Background: Considerations must be taken when designing group-randomized trials due to the hierarchical structure of the data. Longitudinal group-randomized trials have an added layer of nesting adding more complexity to the study design. Simulation studies have been performed to compare the operating characteristics and validate statistical models for these hierarchical data structures, but many provide simulations from parametric distributions under set assumptions.

Methods: Our manuscript aims to use previous study data to compare two statistical analysis methods in group-randomized trial designs through data-driven simulations for a prospective study design. Creating simulated datasets using existing study data from a previous study allows the existing data to drive the assumptions of the models. The motivation for this simulation study was a potential concern that our proposed longitudinal mixed-effects model could have inflated type I error. We compare the empirical power and type I error rate for our proposed model against a baseline adjusted model at a single time point when modeling a continuous outcome, % weight change at 24 months. The longitudinal model includes three follow-up time points, while the other models the outcome with an adjustment for a baseline measure, weight. The empirical power of the models is calculated and compared for varying effect sizes.

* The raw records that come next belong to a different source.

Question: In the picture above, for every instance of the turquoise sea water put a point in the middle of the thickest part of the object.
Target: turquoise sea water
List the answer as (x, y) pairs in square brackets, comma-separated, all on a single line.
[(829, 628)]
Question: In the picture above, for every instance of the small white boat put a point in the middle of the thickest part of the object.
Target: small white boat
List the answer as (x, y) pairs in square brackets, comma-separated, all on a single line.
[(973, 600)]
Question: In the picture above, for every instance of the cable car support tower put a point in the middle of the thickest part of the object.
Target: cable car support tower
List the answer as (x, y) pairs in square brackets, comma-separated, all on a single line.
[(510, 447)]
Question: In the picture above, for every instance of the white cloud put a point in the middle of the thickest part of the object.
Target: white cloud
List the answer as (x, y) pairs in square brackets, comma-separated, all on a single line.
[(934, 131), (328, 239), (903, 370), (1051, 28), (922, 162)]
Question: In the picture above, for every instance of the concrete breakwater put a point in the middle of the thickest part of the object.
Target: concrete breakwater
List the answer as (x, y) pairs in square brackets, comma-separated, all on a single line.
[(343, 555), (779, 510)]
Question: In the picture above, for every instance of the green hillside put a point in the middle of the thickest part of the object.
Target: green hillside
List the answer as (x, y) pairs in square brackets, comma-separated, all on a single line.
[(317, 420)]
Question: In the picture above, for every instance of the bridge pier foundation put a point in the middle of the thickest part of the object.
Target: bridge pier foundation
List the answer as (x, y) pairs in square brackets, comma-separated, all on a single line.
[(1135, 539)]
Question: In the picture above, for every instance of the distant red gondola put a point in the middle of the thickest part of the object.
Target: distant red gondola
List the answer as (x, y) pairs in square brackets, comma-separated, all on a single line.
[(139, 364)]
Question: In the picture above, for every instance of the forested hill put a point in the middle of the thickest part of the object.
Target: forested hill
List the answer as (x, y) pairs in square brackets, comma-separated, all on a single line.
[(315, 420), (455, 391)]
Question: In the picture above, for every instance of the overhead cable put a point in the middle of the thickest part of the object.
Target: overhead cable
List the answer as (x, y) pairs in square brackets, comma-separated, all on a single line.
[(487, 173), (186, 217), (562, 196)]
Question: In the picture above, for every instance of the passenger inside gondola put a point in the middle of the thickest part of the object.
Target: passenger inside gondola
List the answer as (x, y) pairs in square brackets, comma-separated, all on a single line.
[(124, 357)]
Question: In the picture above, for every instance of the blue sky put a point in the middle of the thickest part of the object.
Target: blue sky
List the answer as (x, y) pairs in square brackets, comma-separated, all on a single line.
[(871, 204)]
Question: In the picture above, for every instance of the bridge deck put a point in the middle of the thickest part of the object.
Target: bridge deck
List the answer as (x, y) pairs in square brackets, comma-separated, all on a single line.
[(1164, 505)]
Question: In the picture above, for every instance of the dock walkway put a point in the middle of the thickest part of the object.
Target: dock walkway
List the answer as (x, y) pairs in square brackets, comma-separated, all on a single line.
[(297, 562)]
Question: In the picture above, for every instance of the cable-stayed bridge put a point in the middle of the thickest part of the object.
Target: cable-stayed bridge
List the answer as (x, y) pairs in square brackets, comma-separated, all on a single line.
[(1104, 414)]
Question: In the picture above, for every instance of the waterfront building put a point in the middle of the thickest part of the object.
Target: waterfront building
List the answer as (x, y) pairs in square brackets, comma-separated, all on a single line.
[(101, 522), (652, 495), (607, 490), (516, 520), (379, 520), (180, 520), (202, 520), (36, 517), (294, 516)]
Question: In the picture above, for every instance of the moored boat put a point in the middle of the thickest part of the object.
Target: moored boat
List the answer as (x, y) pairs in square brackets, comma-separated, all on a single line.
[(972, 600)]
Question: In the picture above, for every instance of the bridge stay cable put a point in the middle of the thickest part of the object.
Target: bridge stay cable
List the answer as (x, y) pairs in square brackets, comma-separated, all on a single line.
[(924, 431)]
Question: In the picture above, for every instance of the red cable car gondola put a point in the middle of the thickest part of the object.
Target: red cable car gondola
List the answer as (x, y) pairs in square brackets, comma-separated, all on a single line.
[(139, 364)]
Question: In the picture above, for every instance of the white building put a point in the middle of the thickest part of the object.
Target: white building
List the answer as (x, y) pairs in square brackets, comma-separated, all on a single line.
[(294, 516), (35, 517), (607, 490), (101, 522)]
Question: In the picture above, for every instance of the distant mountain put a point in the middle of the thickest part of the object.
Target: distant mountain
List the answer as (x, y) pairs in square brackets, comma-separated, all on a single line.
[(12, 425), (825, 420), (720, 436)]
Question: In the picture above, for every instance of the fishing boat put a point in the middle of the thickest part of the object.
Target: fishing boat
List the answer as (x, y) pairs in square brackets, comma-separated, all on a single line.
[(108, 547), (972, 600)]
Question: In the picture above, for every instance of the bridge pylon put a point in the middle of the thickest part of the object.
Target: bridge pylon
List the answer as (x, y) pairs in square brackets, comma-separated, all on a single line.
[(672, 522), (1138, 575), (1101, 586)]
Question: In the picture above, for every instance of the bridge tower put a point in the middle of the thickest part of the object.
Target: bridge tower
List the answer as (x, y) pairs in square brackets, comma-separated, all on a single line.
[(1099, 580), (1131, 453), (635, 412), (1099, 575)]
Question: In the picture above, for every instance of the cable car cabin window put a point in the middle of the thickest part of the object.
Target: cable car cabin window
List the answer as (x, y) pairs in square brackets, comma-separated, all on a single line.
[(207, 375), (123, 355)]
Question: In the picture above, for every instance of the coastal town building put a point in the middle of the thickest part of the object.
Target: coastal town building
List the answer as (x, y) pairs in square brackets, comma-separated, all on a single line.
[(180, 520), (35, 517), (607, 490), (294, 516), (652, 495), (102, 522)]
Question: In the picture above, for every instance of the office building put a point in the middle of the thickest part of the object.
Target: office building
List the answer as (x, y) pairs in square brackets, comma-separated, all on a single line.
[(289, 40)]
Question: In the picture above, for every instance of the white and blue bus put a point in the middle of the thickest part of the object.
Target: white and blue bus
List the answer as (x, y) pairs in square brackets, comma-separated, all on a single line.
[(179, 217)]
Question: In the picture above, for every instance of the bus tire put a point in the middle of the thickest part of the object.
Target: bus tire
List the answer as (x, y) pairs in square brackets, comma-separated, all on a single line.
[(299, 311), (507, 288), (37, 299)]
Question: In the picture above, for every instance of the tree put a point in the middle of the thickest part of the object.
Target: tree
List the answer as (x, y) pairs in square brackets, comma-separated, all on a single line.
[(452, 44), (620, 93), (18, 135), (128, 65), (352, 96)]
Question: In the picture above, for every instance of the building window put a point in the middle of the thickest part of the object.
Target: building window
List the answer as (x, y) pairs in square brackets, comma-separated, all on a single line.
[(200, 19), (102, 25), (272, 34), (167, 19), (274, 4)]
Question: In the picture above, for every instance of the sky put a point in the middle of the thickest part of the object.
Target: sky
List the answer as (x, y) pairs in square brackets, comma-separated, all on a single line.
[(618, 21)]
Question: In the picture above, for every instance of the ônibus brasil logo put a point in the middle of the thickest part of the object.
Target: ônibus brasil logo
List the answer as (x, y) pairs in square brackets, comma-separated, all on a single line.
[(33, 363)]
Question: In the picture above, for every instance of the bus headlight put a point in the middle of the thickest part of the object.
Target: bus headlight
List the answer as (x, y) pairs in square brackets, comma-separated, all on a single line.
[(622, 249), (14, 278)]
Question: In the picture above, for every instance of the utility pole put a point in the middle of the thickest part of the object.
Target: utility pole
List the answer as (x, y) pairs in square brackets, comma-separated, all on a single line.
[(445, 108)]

Results: Results showed that the models had comparable power for the tested effect sizes and type I error rates of 3.09% and 3.87% for the longitudinal and the baseline adjusted model, respectively.

Conclusion: These results show our proposed longitudinal model does not result in an inflated type I error rate and would be sufficient to use for the future trial.

利用以往纵向组随机农村减肥研究数据设计一项前瞻性农村减肥试验。
背景:由于数据的层次结构,在设计组随机试验时必须考虑。纵向组随机试验有一个额外的嵌套层,增加了研究设计的复杂性。为了比较这些分层数据结构的运行特性和验证统计模型,已经进行了模拟研究,但许多研究都是在设定的假设下从参数分布进行模拟。方法:本文旨在利用以往的研究数据,通过数据驱动模拟进行前瞻性研究设计,比较组随机试验设计中的两种统计分析方法。使用先前研究的现有研究数据创建模拟数据集允许现有数据驱动模型的假设。这项模拟研究的动机是潜在的担忧,即我们提出的纵向混合效应模型可能有膨胀的I型误差。我们比较了我们提出的模型与基线调整模型在单一时间点的经验功率和I型错误率,当建模连续结果时,24个月的权重变化%。纵向模型包括三个随访时间点,而其他模型的结果与调整基线测量,体重。对于不同的效应大小,计算和比较了模型的经验功率。结果:经纵向调整模型和基线调整模型的ⅰ类错误率分别为3.09%和3.87%。结论:这些结果表明,我们提出的纵向模型不会导致膨胀的I型错误率,并且足以用于未来的试验。
本文章由计算机程序翻译,如有差异,请以英文原文为准。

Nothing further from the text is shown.